In Weeks 2 and 3 we continued our emphasis on complex social issues. Indigenous Programming offered an alternative to the postcolonial centrality of global Englishes, which orients program languages to one particular culture. Indigenous scholar and game designer Outi Laiti’s discussion of Indigenous programming language and ethnoprogramming offered an important counter to this hegemonic use of English as a basis for the most common programming languages. Cree#, an Indigenous programming language developed by digital media artist and scholar Jon Corbett,served as a powerful glimpse of how code and the computational landscape could be different if programming were rooted in Indigenous culture ideas and practices. Digital artist Daniel Temkin offered his expertise in esoteric programming languages (esolangs) to enrich that discussion by grounding it in edge-case and highly experimental languages.

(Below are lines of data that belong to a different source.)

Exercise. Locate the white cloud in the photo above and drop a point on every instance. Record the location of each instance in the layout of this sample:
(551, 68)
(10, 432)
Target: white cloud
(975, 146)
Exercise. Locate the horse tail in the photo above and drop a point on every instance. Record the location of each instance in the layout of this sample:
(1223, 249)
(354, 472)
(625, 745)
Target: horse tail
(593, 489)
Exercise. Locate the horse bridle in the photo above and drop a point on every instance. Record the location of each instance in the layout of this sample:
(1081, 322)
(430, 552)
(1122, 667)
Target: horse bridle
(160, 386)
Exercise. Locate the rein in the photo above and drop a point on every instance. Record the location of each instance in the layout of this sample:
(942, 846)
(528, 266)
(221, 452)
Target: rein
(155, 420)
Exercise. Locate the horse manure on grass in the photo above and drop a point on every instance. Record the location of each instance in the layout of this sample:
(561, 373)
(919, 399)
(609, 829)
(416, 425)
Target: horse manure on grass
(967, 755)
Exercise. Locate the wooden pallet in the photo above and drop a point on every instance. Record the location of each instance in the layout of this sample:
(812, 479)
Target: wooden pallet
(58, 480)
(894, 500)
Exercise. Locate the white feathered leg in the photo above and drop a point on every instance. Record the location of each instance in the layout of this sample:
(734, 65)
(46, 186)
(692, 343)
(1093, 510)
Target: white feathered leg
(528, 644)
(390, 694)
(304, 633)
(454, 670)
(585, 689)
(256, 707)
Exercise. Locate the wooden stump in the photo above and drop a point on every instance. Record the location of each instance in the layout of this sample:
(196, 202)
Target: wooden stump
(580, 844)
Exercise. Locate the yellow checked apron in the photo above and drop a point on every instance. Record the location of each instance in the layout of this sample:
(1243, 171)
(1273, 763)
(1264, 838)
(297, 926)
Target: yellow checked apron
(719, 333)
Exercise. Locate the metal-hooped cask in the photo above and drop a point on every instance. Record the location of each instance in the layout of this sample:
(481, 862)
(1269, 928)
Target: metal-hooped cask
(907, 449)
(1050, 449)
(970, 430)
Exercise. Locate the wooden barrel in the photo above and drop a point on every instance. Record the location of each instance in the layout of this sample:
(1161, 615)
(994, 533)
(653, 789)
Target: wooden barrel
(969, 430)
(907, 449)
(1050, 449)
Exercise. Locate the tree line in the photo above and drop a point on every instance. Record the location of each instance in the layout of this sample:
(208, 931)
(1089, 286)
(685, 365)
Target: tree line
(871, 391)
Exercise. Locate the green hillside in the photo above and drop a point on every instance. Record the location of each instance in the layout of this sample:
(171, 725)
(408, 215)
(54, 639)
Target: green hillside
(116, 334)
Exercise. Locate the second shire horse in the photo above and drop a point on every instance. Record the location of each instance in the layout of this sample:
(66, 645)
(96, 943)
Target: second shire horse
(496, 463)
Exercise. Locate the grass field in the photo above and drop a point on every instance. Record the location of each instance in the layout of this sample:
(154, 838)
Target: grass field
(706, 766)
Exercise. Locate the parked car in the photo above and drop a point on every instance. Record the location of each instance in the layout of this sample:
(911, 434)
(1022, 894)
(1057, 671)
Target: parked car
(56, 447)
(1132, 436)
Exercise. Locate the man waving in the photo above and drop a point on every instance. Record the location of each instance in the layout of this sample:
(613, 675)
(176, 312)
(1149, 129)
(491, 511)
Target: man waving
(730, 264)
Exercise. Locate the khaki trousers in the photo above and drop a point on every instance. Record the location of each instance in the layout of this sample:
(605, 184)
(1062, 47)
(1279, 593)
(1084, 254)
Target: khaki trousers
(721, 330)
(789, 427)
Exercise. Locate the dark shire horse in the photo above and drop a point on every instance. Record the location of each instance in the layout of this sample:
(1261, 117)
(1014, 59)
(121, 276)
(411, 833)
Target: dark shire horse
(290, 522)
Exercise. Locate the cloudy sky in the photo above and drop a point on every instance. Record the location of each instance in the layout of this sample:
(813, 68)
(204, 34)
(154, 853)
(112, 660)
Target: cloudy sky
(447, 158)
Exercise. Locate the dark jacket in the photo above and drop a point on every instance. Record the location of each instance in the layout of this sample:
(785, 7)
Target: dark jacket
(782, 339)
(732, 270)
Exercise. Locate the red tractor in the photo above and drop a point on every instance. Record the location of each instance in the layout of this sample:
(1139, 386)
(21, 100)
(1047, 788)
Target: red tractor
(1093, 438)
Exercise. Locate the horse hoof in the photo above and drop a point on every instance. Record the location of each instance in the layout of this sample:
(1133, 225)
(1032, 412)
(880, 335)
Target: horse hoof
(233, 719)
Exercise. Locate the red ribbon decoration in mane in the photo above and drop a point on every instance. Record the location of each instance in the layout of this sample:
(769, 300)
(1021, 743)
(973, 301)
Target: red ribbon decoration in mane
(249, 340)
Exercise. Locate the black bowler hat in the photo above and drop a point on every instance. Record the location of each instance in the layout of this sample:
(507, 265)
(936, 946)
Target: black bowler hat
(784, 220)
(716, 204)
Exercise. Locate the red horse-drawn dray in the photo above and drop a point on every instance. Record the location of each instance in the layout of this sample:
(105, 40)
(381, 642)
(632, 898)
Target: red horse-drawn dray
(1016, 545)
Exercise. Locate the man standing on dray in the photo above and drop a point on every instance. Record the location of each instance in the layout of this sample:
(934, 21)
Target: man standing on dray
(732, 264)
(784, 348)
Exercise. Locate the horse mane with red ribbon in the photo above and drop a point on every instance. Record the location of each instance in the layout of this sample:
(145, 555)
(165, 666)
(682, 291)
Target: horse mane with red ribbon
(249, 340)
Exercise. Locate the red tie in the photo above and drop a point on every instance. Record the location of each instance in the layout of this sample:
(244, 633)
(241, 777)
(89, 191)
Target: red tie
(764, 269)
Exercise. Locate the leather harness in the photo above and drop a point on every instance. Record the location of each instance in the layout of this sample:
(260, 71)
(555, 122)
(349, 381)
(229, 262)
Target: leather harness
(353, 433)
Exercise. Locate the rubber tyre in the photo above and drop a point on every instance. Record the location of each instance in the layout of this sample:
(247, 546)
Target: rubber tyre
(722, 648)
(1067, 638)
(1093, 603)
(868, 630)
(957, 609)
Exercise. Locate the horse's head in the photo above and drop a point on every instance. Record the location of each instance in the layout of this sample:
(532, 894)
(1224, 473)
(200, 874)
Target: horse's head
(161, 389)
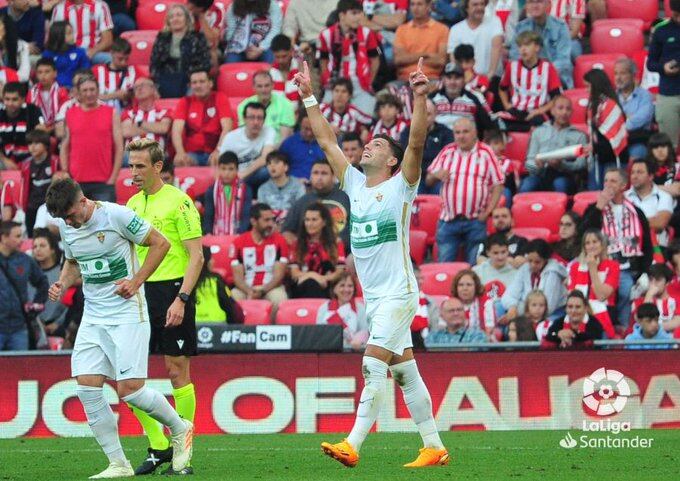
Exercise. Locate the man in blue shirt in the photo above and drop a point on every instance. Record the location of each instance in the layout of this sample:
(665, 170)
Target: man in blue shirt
(555, 35)
(302, 148)
(638, 105)
(664, 58)
(30, 23)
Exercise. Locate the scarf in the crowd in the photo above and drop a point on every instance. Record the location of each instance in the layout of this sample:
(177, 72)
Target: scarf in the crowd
(625, 239)
(228, 213)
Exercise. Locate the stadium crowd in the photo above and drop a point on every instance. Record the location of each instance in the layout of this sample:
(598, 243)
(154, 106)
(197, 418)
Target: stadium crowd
(509, 241)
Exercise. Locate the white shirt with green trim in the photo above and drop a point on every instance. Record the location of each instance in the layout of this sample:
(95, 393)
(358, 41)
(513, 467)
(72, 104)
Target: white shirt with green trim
(104, 248)
(379, 225)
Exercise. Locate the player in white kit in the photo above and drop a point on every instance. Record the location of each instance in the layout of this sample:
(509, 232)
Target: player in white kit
(113, 338)
(380, 204)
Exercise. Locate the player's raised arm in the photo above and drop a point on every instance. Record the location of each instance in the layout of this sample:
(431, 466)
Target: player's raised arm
(322, 130)
(413, 156)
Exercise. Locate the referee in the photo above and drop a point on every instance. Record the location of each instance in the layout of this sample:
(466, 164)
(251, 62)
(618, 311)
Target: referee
(172, 308)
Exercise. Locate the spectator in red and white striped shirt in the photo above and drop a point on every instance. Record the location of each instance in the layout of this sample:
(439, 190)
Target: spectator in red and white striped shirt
(389, 120)
(529, 85)
(116, 78)
(146, 119)
(92, 26)
(343, 116)
(472, 183)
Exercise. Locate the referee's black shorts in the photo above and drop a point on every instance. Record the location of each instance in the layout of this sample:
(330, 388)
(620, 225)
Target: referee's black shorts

Week 3 brought CCS into the world of artificial intelligence and its intersection with feminist critique with the guidance of Christine Meinders, founder of Feminist.AI, a community-based AI research and design group. While just an initial foray, this week allowed us to consider how CCS could intervene in this space. In many ways, this gendered conversation continued our 2016 discussion of the potential of a feminist programming language. Both discussions involve mixtures of speculation and attempts at using various methodologies.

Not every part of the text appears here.